Inevitably, whenever anyone asks about my husband's occupation and I tell them that he's a chef, their response is always the same. Something along the lines of, "You're so lucky! He must make delicious meals for you all the time." Well no, not really. I'm usually the cook at home. When you spend 40+ hours a week in a kitchen, cooking is the last thing you want to do when you come home so I don't really expect him to. Honestly, you'd think no one had ever heard that old saying about the cobbler's shoeless children.
While it is true that Eric doesn't cook at home often, when he does, he goes all out and it's always amazing. He was in the mood to cook last weekend so we made a trip to the market to pick up supplies. Unlike those of us who use recipes as a guide for our shopping lists, Eric usually wanders through the store and picks up whatever looks good. He completely throws my grocery store route out of whack as we have to pass the vegetables to go to the meat counter first, and then double back to produce to pick up whatever he decides will best accompany his meat selection. I just deal with it even though it upsets my routine because I know the meal will be worth it. I am one of the most habit-forming, routine-following persons you will ever meet so that's a big statement for me. Seriously, I operate on auto-pilot about 80% of the time. I have also learned to suck it up over the grocery bill - I know walking in the store that shopping with Eric will cost double as he's not one to comparison shop. I'm pretty sure he doesn't even look at the prices.
Eric settled on lamb chops and decided he needed to make beef stock for a demi-glace to make a sauce for the chops. That's a mouthful- literally and figuratively. In order to make the stock to make the demi-glace to make the sauce, he ordered a cow femur from the butcher. A 5+ pound cow femur. It looked like something from the Flintstones. Yes, I am one of those people who are disconnected from the realities of our food supply and prefer the sanitized, neatly packaged meats purchased in the grocery store. Maybe I would actually enjoy butchering my own food; I wouldn't know as I've never tried. Until grocery stores stop selling pre-cut meats, I'm probably not going to find out. In deference to Michael Pollen (we all seem to have to cow-tow to him these days as he's toppled Alice Waters for America's foremost food authority), I do try to stick with Texas raised animals who are grass fed. Luckily, that isn't too hard in local markets. Austin may one day soon surpass San Francisco in militant, organic, biodynamic, locavore food fanatics. I don't count myself as one of them because I'm too lazy to ever be militant about anything.

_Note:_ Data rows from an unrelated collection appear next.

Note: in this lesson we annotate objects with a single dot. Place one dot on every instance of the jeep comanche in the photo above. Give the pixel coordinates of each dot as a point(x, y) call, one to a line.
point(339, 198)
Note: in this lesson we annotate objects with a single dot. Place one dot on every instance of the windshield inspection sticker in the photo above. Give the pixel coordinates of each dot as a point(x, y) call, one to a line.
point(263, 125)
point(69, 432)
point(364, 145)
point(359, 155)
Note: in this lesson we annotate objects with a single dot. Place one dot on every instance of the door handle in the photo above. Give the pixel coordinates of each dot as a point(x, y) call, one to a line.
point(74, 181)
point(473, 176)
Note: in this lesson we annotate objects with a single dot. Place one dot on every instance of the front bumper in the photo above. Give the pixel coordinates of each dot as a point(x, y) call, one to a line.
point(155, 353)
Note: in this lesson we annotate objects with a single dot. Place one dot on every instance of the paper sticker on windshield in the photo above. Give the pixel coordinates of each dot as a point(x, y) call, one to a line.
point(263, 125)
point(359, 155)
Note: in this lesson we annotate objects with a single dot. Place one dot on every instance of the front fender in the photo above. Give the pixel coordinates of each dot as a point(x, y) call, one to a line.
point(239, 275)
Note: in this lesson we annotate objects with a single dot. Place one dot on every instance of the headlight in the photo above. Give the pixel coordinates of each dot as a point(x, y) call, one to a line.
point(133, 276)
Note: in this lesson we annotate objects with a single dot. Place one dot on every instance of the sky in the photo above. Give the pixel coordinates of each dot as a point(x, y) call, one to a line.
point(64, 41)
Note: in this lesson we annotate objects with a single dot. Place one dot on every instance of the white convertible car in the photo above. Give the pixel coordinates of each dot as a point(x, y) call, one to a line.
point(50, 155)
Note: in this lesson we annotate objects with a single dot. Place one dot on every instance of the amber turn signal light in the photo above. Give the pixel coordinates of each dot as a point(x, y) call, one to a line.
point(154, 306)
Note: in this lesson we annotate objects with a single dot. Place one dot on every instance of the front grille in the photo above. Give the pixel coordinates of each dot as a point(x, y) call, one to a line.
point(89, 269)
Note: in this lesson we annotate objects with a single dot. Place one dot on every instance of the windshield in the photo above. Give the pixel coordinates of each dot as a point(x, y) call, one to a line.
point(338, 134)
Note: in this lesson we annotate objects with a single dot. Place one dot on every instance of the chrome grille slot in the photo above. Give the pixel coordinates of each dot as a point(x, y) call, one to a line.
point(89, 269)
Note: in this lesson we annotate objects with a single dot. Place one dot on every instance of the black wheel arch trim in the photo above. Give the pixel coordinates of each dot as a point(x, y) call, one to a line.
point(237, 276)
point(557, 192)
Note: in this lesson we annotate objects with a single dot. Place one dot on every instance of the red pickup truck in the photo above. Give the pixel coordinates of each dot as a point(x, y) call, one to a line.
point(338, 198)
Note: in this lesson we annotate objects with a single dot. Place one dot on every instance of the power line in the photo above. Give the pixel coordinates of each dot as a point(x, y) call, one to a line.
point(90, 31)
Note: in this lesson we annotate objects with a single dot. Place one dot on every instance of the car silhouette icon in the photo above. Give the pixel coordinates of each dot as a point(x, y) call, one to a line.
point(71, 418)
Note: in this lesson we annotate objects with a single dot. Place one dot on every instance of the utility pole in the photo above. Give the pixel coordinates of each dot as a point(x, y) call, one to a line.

You might have picked up on the fact that when Eric cooks, it's a big production. I call him Le Chef to tease him because he cooks like a chef, no matter the limitations of our home kitchen. And that might help explain why he's using a saw to cut up the cow femur. After I snapped a picture, I got out of the way. The end product was well worth finding tiny bone fragments in far-flung corners of the kitchen for the next couple of days.
I guess I had better stick with baking because I'm dangerous with power tools. I decided to break out an LCB recipe and practice making pate choux. I made choquettes, or choux balls with a sugar nib topping and gourgeres, a savory treat with thyme and white cheddar cheese.